There’s a young woman in my class who is both smart and highly motivated. (Actually, there are several people like that.) This last year she led a campaign to make prostitution illegal in Rhode Island, and succeeded. I was always curious about why she was so passionate about it, though. Whenever she talked about it, she rarely spoke about the business/institution/practice of prostitution. Instead, she spoke about Human Trafficking a.k.a. slavery.

While both topics have a connotation of less-than-moral, they’re still quite distinct and I wasn’t quite sure how they overlapped. Certainly, slavery can be used to “employ”** prostitutes, but slavery can also be used to “employ” farm workers. Arguably, the conditions surrounding undocumented immigrant farm workers are just as bad if not worse than those surrounding legal prostitution in Rhode Island. Why campaign just against prostitution? Why not campaign against undocumented/coerced farm workers too?

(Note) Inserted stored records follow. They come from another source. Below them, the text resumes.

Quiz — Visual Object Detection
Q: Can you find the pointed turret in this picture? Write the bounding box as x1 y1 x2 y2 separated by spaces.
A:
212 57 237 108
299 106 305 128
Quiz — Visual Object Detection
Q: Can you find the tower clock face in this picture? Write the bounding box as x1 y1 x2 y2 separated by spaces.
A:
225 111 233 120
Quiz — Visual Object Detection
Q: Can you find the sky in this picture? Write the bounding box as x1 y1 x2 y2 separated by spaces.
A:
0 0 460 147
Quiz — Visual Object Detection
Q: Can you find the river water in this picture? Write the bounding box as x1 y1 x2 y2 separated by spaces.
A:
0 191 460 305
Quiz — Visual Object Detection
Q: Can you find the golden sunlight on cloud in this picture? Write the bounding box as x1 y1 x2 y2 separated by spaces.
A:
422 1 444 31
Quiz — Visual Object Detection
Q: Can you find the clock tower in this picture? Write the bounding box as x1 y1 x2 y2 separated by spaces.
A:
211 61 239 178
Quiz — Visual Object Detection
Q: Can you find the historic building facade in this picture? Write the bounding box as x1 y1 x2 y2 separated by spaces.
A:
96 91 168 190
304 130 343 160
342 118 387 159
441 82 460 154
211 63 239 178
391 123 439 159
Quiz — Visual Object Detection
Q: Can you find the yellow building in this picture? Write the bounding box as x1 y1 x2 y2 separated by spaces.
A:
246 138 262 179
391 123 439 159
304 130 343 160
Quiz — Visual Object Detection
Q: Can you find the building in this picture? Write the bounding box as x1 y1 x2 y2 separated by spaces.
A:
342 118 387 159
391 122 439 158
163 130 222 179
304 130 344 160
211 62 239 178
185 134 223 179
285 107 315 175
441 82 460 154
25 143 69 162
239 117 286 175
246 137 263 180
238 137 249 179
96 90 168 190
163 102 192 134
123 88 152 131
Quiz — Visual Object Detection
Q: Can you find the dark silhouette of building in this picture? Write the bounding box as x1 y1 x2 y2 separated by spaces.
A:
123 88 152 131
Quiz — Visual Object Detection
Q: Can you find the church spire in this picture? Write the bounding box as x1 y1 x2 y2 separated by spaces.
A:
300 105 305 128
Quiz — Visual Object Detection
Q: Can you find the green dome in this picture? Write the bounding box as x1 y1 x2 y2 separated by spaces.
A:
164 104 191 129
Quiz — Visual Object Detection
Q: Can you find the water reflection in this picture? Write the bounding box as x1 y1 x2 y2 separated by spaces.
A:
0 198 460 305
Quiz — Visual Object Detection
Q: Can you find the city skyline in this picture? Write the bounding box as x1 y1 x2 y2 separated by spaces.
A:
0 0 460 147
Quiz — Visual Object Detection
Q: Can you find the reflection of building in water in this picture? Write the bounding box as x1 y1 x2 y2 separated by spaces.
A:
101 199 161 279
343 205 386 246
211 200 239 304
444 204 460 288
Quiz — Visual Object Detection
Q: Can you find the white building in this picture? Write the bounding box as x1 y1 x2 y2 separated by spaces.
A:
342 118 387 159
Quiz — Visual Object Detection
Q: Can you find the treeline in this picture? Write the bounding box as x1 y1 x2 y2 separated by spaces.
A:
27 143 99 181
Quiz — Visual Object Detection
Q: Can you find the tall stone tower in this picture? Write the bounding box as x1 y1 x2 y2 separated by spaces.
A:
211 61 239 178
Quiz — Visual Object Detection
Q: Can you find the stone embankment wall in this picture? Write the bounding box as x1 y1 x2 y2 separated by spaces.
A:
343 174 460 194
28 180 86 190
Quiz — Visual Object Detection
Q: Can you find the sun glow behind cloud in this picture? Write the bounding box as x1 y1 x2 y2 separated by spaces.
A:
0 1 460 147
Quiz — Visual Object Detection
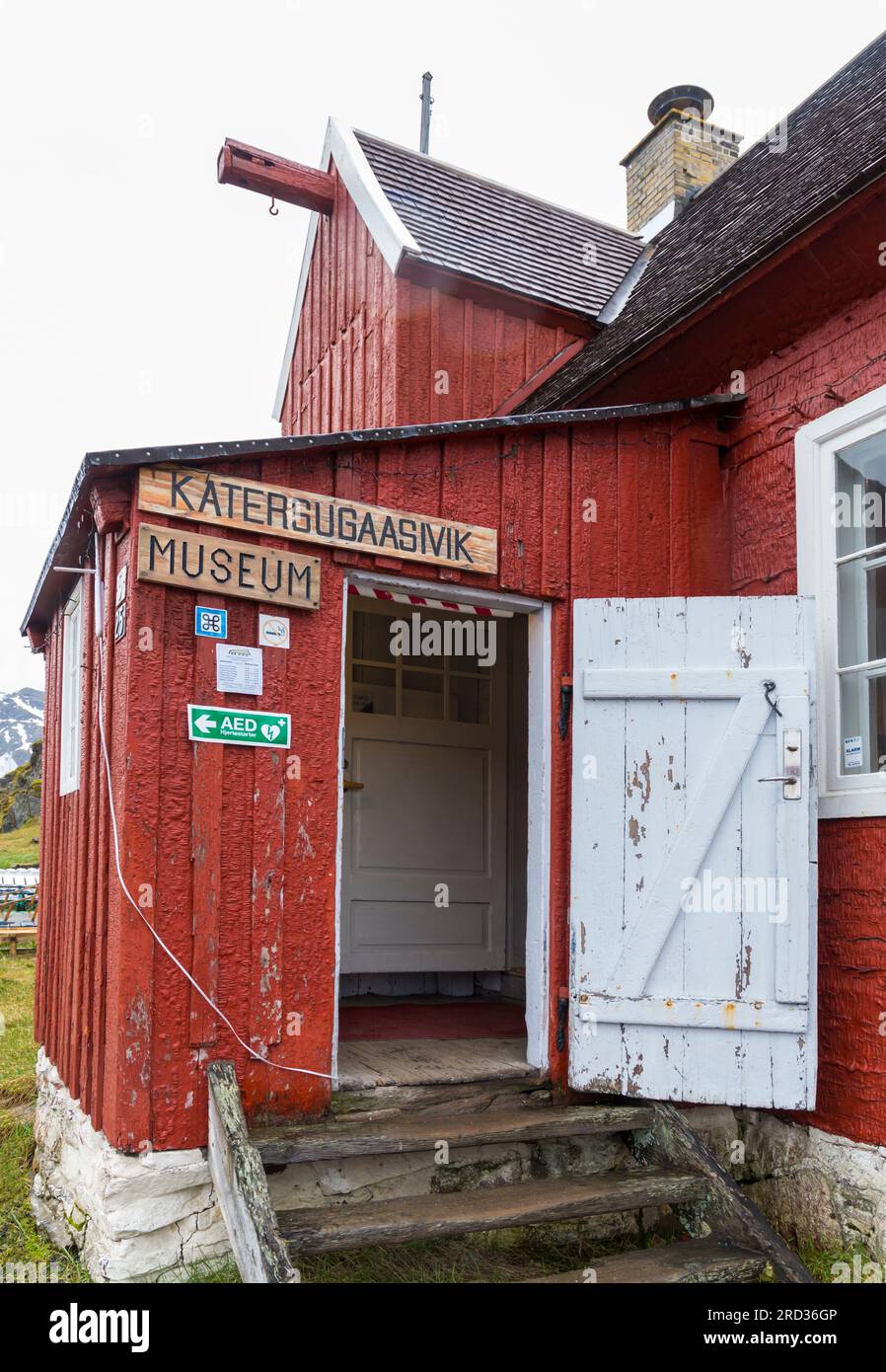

(Just to be clear, since I do expect to be misunderstood here, I am morally and politically opposed to slavery in all its forms. I believe it to be wrong, I think its already illegal, and I believe that it should be illegal.)

(I’d like to point out that I’ve never interacted personally with the person who prompted this blog entry. I know nothing about her except what I’ve heard from her during lecture discussions or observed visually.)

I think I’ve figured out why. She, like I, is opposed to human trafficking. She is also, separately, opposed to men having sex with women. That sounds absurd, but please read just a few more sentences before you think I’m making an ad hominem attack.

I took a course on feminism during my last semester in undergrad. The professor for that course, who was a fantastic professor, was married and had one child. Her husband and her split the child care responsibilities. She worked Monday, Wednesday, and Friday and he worked Tuesday, Thursday, and either Saturday or Sunday. Or something like that. On days when she was at home with their child, she would make dinner for her and her child. She deliberately would never make enough for her husband to eat when he got home later in the evening. She was already making dinner, and already cooked for two. However, she deliberately never cooked for three. On purpose.

Her husband would come sit with them at the dinner table with a bowl of cereal.

Since she teaches a feminism course, you can probably guess that she is a feminist. Her blind opposition to traditional roles was so strong that she not only avoided the role but avoided the appearance of the role. Since women have traditionally made dinner for their husbands, she now refuses to make dinner for her husband even though she is already in the kitchen making dinner. There’s something not quite right about that. (Her husband does cook for her.)

I think that my classmate’s opposition to prostitution is feminist in nature, and not merely a moral objection to slavery.

Why does the nature of her opposition matter? It matters because of her choice of what to campaign against. She campaigned against one thing, while using rhetoric directed against another thing. The arguments in favour of subjugating men as “pay back” for their historical subjugation of women are completely different from the arguments in favour of stronger slavery legislation. That, in turn, is significant because there isn’t as much support for the subjugation of men as there is for anti-slavery legislation. Not only would virtually all (but not absolutely all) men be opposed to male-subjugation, but the vast majority of women would be similarly opposed.